Pensamentos

Como salvar seu casamento

Terceiro post seguido sobre casamento! Também pudera, num blog de quem adora falar sobre o assunto, não poderia ser diferente… Retirei esse texto do blog “Saúde e Família, e o que está entre colchetes são os comentários da dona do blog. Os meus estão em vermelho.

A revista Época da semana passada trouxe como matéria de capa uma reportagem intitulada “Como salvar seu casamento”. Achei especialmente interessantes as dicas “6 conselhos que podem ajudar”, elaboradas por psicólogos e estudiosos do casamento:

1. Modelo de casamento. Fomos educados a acreditar que o casamento é romântico. Pois ele não é. Talvez, se tivéssemos mais informação sobre como o casamento se dá, teríamos menos decepções com ele. O casamento é uma relação de conexão com o parceiro, é educar filhos juntos, é cuidar um do outro, é ser fiel ao outro [mas também é alimentar o romantismo, sim]. Também acho que um pouco de romantimo não faz mal a ninguém. O casamento pode ter o seu lado romântico, aliás, deve. O fato é: nem sempre vai existir aquela sensação de que você está num conto de fadas; há conflitos e problemas que devem ser resolvidos, há contas a pagar, há decisões a tomar. Mas nada impede jantares românticos à luz de velas, saídas juntos, nem que seja só pra caminhar de mãos dadas, presentes e ideias criativas em aniversários ou datas especiais (ou mesmo sem data especial, um presente, um carinho, sempre é algo bem-vindo em qualquer data)…

2. Passar tempo juntos. Uma das principais causas das separações é o casal não passar muito tempo junto. Priorize seu casamento. Tire férias ao menos uma vez por ano sem as crianças [hmm, difícil…] e desligue-se do trabalho. Sobre filhos não posso comentar muito pois não os tenho (mas acho que é possível sim tirar férias sem ele, no encontro de casais que um pastor promoveu em minha igreja, a recomendação que ele mais fez foi: não tragam os filhos — os dele ficaram na casa de minha mãe — pois iria atrapalhar sim, e sempre dá-se um jeito), agora quanto ao tempo junto: extremamente importante ainda mais pra quem tem “tempo de qualidade” como sua linguagem de amor (meu caso). Deve-se fazer o possível pra ter tempo com o cônjuge, se não o relacionamento enfraquece.

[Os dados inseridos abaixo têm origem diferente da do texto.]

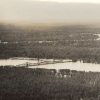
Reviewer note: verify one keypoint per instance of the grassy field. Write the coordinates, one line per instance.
(44, 84)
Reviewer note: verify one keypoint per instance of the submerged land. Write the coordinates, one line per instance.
(57, 42)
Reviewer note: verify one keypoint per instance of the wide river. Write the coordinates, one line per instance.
(79, 66)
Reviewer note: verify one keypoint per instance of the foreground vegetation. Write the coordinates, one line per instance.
(44, 84)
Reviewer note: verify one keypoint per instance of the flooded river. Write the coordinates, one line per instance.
(79, 66)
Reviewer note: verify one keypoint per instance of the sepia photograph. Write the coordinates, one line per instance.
(49, 49)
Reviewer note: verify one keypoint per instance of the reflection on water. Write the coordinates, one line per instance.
(79, 66)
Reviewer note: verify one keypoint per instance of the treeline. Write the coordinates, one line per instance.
(36, 50)
(40, 84)
(76, 42)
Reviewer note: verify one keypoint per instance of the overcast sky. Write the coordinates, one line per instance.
(38, 11)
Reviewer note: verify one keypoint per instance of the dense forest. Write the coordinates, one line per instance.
(76, 42)
(44, 84)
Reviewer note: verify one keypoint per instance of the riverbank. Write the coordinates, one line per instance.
(42, 84)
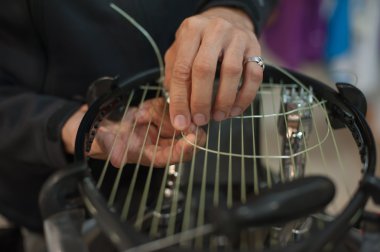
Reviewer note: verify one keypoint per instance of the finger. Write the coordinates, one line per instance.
(169, 60)
(230, 76)
(169, 152)
(252, 78)
(180, 81)
(203, 74)
(156, 112)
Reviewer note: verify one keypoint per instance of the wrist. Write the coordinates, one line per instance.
(70, 129)
(232, 14)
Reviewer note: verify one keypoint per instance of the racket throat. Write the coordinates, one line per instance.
(295, 126)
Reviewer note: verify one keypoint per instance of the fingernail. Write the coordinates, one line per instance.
(199, 119)
(180, 122)
(235, 111)
(192, 128)
(219, 115)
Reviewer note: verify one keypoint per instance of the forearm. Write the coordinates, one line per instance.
(258, 10)
(31, 127)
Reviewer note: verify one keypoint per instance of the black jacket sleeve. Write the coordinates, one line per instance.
(28, 117)
(258, 10)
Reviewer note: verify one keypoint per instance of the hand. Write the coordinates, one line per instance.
(218, 34)
(126, 140)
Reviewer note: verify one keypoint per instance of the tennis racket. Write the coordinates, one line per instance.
(284, 176)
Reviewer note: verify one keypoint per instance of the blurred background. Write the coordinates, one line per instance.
(332, 41)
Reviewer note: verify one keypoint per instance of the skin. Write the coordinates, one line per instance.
(223, 35)
(130, 143)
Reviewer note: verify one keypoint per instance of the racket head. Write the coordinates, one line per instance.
(332, 110)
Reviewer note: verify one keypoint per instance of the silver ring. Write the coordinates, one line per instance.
(256, 59)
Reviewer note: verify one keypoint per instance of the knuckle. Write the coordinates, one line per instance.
(191, 23)
(256, 74)
(203, 67)
(200, 105)
(246, 98)
(181, 71)
(224, 103)
(220, 24)
(232, 69)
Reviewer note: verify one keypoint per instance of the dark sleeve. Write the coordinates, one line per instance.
(258, 10)
(30, 120)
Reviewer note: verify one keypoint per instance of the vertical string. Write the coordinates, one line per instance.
(288, 137)
(202, 199)
(176, 194)
(141, 210)
(229, 187)
(126, 206)
(158, 209)
(269, 180)
(217, 172)
(189, 194)
(255, 175)
(106, 164)
(243, 194)
(282, 177)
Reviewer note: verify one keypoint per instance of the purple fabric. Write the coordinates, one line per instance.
(297, 33)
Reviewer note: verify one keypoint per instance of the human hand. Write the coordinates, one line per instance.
(218, 34)
(138, 138)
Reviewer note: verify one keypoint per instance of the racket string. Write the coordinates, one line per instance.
(189, 207)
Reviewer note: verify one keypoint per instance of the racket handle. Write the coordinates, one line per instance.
(283, 202)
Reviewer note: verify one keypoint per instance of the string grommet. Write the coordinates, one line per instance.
(256, 59)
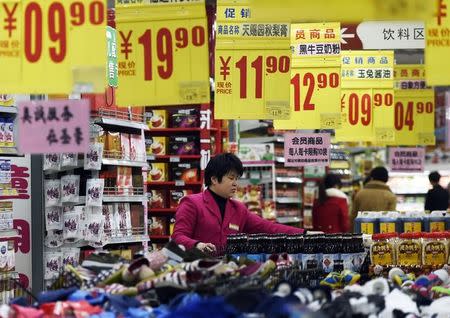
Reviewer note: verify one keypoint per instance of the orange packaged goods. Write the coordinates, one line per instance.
(157, 199)
(156, 145)
(156, 118)
(157, 172)
(176, 196)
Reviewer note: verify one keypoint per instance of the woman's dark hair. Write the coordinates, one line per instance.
(222, 164)
(330, 181)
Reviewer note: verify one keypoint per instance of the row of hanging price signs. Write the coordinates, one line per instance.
(265, 66)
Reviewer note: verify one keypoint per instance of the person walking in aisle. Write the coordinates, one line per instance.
(437, 198)
(330, 211)
(204, 220)
(376, 194)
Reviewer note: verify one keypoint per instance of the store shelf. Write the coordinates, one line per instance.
(288, 200)
(159, 237)
(122, 162)
(174, 184)
(8, 109)
(173, 158)
(161, 211)
(9, 233)
(121, 123)
(289, 219)
(288, 180)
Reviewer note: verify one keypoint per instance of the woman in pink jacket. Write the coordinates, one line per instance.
(204, 220)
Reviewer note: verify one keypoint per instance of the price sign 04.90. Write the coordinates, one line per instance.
(160, 55)
(63, 39)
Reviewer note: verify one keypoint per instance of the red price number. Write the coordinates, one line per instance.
(165, 44)
(359, 109)
(57, 26)
(383, 99)
(310, 81)
(272, 64)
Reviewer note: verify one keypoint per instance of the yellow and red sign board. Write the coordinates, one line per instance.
(367, 96)
(437, 45)
(252, 67)
(315, 77)
(162, 54)
(52, 46)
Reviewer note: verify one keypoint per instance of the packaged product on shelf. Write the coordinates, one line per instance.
(9, 132)
(94, 192)
(93, 158)
(52, 264)
(389, 222)
(94, 227)
(53, 218)
(71, 256)
(158, 226)
(109, 224)
(54, 239)
(52, 161)
(113, 147)
(122, 216)
(184, 145)
(157, 172)
(184, 118)
(70, 188)
(137, 145)
(69, 159)
(382, 249)
(157, 199)
(187, 172)
(125, 146)
(176, 195)
(124, 181)
(435, 249)
(52, 190)
(156, 145)
(156, 118)
(409, 249)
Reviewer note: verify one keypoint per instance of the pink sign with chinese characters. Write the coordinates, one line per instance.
(58, 126)
(406, 159)
(306, 150)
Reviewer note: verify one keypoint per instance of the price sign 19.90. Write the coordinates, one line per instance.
(162, 55)
(63, 39)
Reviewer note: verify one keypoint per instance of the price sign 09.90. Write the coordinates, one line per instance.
(162, 48)
(252, 67)
(65, 40)
(315, 77)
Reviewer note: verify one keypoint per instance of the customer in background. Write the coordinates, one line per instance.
(204, 220)
(437, 198)
(330, 211)
(376, 194)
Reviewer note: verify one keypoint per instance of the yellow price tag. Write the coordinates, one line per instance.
(163, 47)
(47, 46)
(252, 69)
(437, 46)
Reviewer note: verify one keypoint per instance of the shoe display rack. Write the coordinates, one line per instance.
(179, 143)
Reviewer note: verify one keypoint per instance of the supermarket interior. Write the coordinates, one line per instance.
(137, 181)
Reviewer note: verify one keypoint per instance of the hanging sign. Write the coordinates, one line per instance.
(52, 47)
(306, 150)
(56, 126)
(315, 77)
(437, 46)
(252, 66)
(163, 53)
(406, 159)
(367, 96)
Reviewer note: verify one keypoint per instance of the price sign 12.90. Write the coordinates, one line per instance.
(163, 62)
(63, 39)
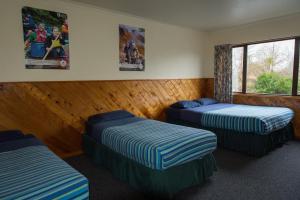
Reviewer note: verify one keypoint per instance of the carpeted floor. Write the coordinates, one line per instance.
(275, 176)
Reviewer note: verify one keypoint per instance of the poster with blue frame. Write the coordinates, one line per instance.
(131, 48)
(46, 39)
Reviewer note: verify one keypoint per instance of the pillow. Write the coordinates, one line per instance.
(186, 104)
(206, 101)
(108, 116)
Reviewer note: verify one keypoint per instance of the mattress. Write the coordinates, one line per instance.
(29, 170)
(158, 145)
(241, 118)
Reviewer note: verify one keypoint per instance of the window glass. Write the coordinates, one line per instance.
(270, 67)
(237, 68)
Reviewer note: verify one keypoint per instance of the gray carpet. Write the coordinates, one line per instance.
(275, 176)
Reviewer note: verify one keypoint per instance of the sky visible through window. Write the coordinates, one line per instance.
(269, 67)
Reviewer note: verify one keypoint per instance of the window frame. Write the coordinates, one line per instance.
(295, 65)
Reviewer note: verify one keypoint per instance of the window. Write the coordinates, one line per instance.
(267, 67)
(237, 69)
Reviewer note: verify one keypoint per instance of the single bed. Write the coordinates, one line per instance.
(156, 157)
(254, 130)
(29, 170)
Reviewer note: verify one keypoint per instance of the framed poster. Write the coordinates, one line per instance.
(131, 48)
(46, 39)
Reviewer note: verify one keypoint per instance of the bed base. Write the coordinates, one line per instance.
(159, 183)
(248, 143)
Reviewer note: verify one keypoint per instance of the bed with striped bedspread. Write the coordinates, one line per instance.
(245, 118)
(159, 145)
(34, 172)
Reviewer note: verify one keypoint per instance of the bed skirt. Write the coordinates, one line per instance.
(153, 182)
(248, 143)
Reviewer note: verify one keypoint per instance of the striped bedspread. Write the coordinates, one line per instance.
(34, 172)
(244, 118)
(159, 145)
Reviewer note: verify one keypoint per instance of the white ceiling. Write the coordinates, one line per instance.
(207, 15)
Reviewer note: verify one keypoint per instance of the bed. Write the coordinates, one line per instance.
(155, 157)
(254, 130)
(29, 170)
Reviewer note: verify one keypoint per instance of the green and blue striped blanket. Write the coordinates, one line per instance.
(34, 172)
(159, 145)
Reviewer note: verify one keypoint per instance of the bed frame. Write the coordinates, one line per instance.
(248, 143)
(162, 183)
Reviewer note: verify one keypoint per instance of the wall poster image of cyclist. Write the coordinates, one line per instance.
(131, 48)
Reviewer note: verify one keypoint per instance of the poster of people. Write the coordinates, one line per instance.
(132, 48)
(46, 39)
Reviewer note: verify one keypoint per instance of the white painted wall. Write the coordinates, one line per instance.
(264, 30)
(171, 51)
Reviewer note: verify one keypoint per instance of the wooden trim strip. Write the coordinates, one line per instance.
(296, 68)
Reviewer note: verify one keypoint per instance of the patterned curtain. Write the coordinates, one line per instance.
(223, 73)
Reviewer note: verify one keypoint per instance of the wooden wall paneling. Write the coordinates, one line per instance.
(292, 102)
(56, 111)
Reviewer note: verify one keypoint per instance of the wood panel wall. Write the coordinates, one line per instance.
(56, 111)
(269, 100)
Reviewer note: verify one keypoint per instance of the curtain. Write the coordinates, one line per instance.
(223, 73)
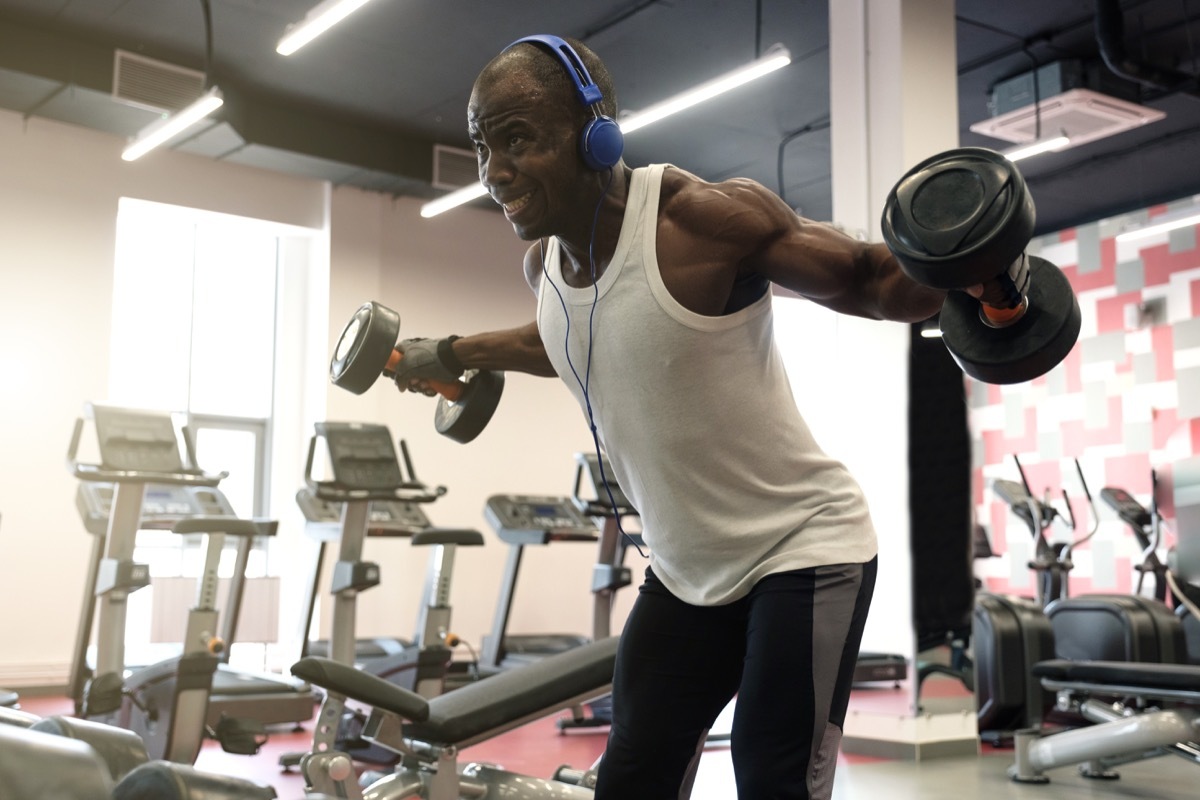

3. Fazer sexo. Sexo é uma das mais importantes conexões do casamento. Faça o que for necessário para manter a chama acesa. Estimule sexualmente o companheiro, mesmo que a princípio ele, ou ela, não esteja a fim. Com certeza, isso é importante demais. E bom também!

4. Flerte. Lembra-se de como você e seu companheiro flertavam no início do relacionamento? Faça isso continuamente, e sua relação será mais excitante. Casamento não é apenas sexo. O carinho também é muito importante. Andem de mãos dadas; sentem-se juntos no sofá; se aninhem. Nem preciso comentar, perfeito.

5. Converse. Procure sempre bater papo. Fale sobre seus sentimentos e os assuntos importantes do dia. Se estiver magoado com seu parceiro, não se feche. É importante manter os canais de comunicação abertos. Idem ao anterior.

6. Isolamento ocasional. O fato de estar casado com alguém não significa estar grudado naquela pessoa. É importante que cada um tenha seu espaço, seu tempo. […] E às vezes até manter um lugar na casa onde possa ficar só. A solidão nos faz querer ir ao encontro do outro. Exato, e em casa temos isso, nosso espaço pra ficarmos sós. Temos nossas atividades e hobbies, isso é importante pra manter a individualidade e dá saudade também (digo por experiência!).

Em se tratando de “como salvar” um casamento, senti falta da dica que seria a mais importante de todas: convidar o Salvador para o casamento. Casais que oram, tem uma (a mesma) religião e cultuam juntos são muito mais felizes em todas as áreas da vida. Segundo o apóstolo João, Deus é amor. Se falta amor no casamento, atitudes planejadas (ao estilo Desafio de Amar) ajudam, mas a fonte do verdadeiro amor é Deus. Amando ao nosso Criador teremos muito mais amor para dar ao cônjuge e aos demais familiares.

Como diz uma musiquinha antiga: “Se na família está Jesus, é feliz o lar.”